11. The learned Counsel for the respondent relied on the Privy Council case of Balkrishna Udayar v. Vasudeva Ayyar A.I.R. 1917 P.C. 71 and argued that for our interference under Clause (c) Section 115, Civil P.C., there must be a question of jurisdiction. We have carefully read that case, and we are of opinion that interpretation should not be put on their Lordships' judgment. It is true that at p. 799 (of 40 Mad.) their Lordships delivered themselves as follows:
It will be observed that the section applies to jurisdiction alone, the irregular exercise, or non-exercise of it, or the illegal assumption of it. The section is not directed against conclusions of law or fact in which the question of jurisdiction is not involved.
12. But, having said so, their Lordships said something further which clearly indicates that all that their Lordships meant to lay down was that the revisional Court was not a Court of appeal on a question of fact or a question of law. In the very case which was before their Lordships, they approved of the exercise of the powers under Section 115, Civil P.C., by the High Court.

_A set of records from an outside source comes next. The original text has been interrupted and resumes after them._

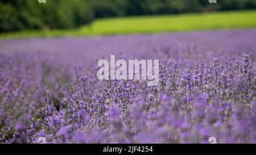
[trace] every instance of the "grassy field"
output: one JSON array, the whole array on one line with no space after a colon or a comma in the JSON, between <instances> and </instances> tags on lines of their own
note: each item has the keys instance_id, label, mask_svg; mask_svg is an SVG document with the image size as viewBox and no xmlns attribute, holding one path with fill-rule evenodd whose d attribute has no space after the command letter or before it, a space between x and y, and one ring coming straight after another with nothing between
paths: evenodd
<instances>
[{"instance_id":1,"label":"grassy field","mask_svg":"<svg viewBox=\"0 0 256 155\"><path fill-rule=\"evenodd\" d=\"M82 36L151 33L216 29L256 28L256 10L133 16L96 20L90 26L65 30L36 30L0 33L0 38Z\"/></svg>"}]
</instances>

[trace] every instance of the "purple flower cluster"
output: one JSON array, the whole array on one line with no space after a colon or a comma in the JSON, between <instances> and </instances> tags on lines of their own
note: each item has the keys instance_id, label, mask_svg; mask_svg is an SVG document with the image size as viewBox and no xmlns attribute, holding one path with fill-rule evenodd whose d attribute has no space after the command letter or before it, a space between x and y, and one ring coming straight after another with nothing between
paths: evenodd
<instances>
[{"instance_id":1,"label":"purple flower cluster","mask_svg":"<svg viewBox=\"0 0 256 155\"><path fill-rule=\"evenodd\" d=\"M0 143L255 143L255 39L251 30L0 40ZM99 80L96 60L110 55L159 59L159 85Z\"/></svg>"}]
</instances>

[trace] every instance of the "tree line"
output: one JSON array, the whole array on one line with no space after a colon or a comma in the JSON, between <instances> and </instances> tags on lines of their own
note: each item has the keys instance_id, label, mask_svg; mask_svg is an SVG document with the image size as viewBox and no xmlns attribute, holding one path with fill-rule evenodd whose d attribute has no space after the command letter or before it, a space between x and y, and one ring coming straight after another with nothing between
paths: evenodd
<instances>
[{"instance_id":1,"label":"tree line","mask_svg":"<svg viewBox=\"0 0 256 155\"><path fill-rule=\"evenodd\" d=\"M96 18L254 9L255 0L0 0L0 32L67 28Z\"/></svg>"}]
</instances>

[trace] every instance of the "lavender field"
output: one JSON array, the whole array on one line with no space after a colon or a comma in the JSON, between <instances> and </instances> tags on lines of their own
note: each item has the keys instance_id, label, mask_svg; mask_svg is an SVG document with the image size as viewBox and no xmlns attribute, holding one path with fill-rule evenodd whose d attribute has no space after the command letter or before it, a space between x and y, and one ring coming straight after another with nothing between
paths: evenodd
<instances>
[{"instance_id":1,"label":"lavender field","mask_svg":"<svg viewBox=\"0 0 256 155\"><path fill-rule=\"evenodd\" d=\"M256 30L0 40L0 143L256 143ZM159 59L159 83L98 60Z\"/></svg>"}]
</instances>

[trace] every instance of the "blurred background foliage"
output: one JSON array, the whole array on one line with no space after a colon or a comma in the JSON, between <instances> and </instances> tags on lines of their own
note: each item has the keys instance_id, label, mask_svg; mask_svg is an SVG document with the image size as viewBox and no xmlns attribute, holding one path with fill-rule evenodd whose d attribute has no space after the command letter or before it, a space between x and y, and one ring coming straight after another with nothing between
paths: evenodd
<instances>
[{"instance_id":1,"label":"blurred background foliage","mask_svg":"<svg viewBox=\"0 0 256 155\"><path fill-rule=\"evenodd\" d=\"M105 17L255 8L256 0L0 0L0 32L77 27Z\"/></svg>"}]
</instances>

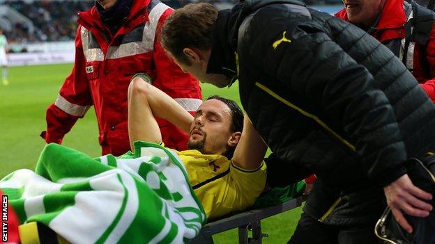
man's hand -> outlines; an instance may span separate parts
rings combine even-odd
[[[406,231],[412,233],[412,227],[403,215],[404,212],[415,217],[427,217],[432,206],[422,200],[431,200],[432,195],[411,181],[408,174],[404,174],[383,188],[387,203],[397,222]]]

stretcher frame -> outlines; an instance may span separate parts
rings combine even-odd
[[[213,235],[235,228],[238,229],[238,243],[262,243],[263,238],[268,235],[261,231],[261,220],[300,206],[307,198],[306,195],[303,195],[281,204],[250,210],[211,222],[202,227],[198,236],[191,240],[190,243],[213,243]],[[249,237],[250,231],[252,231],[252,237]]]

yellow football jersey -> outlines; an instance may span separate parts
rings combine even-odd
[[[222,155],[202,154],[197,150],[175,152],[184,163],[193,190],[209,219],[244,210],[254,204],[264,189],[264,163],[257,170],[244,170]]]

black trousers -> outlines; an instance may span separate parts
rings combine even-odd
[[[372,244],[381,243],[374,235],[374,223],[339,227],[323,224],[303,213],[288,244]]]

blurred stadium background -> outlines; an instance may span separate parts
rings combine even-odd
[[[178,8],[194,1],[167,0]],[[424,0],[423,0],[424,1]],[[219,8],[230,8],[237,0],[212,0]],[[310,7],[333,14],[341,0],[306,0]],[[19,168],[33,169],[45,145],[39,133],[45,129],[45,110],[54,102],[74,60],[77,13],[94,1],[0,0],[0,28],[9,44],[9,81],[0,85],[0,179]],[[239,101],[237,86],[218,89],[201,84],[204,98],[213,94]],[[98,156],[97,124],[89,111],[65,138],[66,146]],[[300,214],[295,209],[263,221],[269,234],[265,243],[288,241]],[[216,243],[236,243],[237,230],[214,236]]]

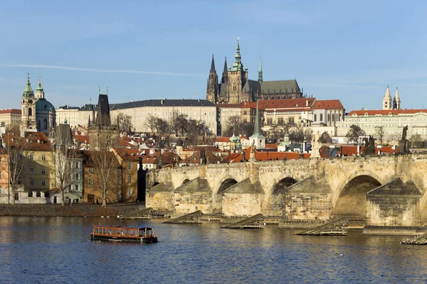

13. There are many cases in which their Lordships themselves have interpreted the law in the way in which we propose to interpret it. In Birj Mohun Thakur v. Rai Uma Nath Chowdhury  20 Cal. 8, a purchaser at a Court sale made an application for the setting aside of the sale on a ground which could not afford him any relief in the execution department. The learned Judge executing the decree entertained his application and set aside the sale. A Division Bench of the High Court interfered and set aside the Subordinate Judge's order. Their Lordships of the Privy Council approved of the conduct of the High Court. Their Lordships observed at p. 11 of the report that the Subordinate Judge, in acting as he did, exercised the jurisdiction which did not vest in him, and failed to exercise the jurisdiction which he had. This decision was, no doubt, given under the old Act of 1882; but there is no difference in the present law and the old law.
14. The latest pronouncement of their Lordships of the Privy Council will be found in the case of Umed Mal v. Chand Mal A.I.R. 1926 P.C. 112. In this case their Lordships approved of the interference by the Chief Commissioner of Ajmer-Merwara. The grounds on which the Chief Commissioner had interfered were approved of, and their Lordships pointed out that the fact that a person very much interested in the result of the litigation was absent from before the Court was itself a sufficient ground for interference by the highest court of appeal, as a Court of revision.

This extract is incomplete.